A Vida Escreve

Capítulo X

O aparte



Perante o enorme ajuntamento de sofredores desencarnados, no Plano Espiritual, o , apóstolo da Doutrina Espírita no Brasil, rematava a preleção.

Falara, com muito brilho, acerca dos desregramentos morais.

Destacara os males da alma e os desastres do espírito.

Dispunha-se à retirada, quando fino ironista o invectivou:

— Escute, doutor. O senhor disse que a calúnia é um braseiro no caluniador. Eu caluniei e nada senti. O senhor disse que o furto é um espinho no ladrão. Eu roubei e nada senti. O senhor disse que o destruidor de lares terrestres carrega a lâmina do arrependimento a retalhar-lhe o coração. Destruí diversos lares e nada senti. O senhor disse que o criminoso tem a nuvem do remorso a sufocá-lo. Eu matei e nada senti…

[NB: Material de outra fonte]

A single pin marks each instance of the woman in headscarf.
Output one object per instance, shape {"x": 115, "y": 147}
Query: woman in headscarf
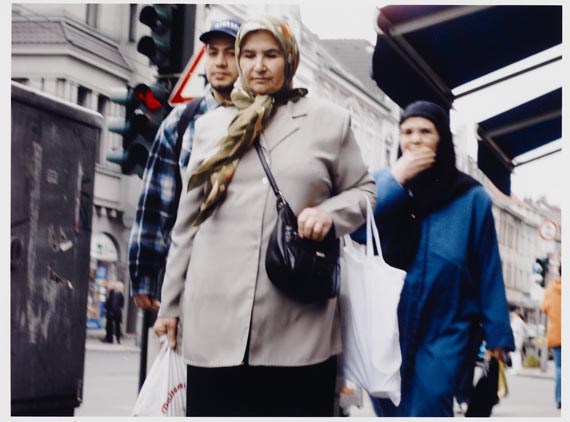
{"x": 250, "y": 349}
{"x": 436, "y": 223}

— Meu filho — disse o pregador —, que sente um cadáver quando alguém lhe incendeia o braço inerte?

— Nada — disse, rindo, o opositor sarcástico —, pois cadáver não reage.

E a conversação prosseguiu.

— Que sente um cadáver se lhe enterram um espinho no peito?

— Coisa alguma.

— Que sente um cadáver se o mergulham num lago de piche?

— Absolutamente nada, ora essa! O cadáver é a imagem da morte.

Doutor Bezerra fitou o triste interlocutor e, meneando paternalmente a cabeça, concluiu:

— Pois olhe, meu filho, quando alguém não sente o mal que pratica, em verdade carrega consigo a consciência morta. É um morto-vivo.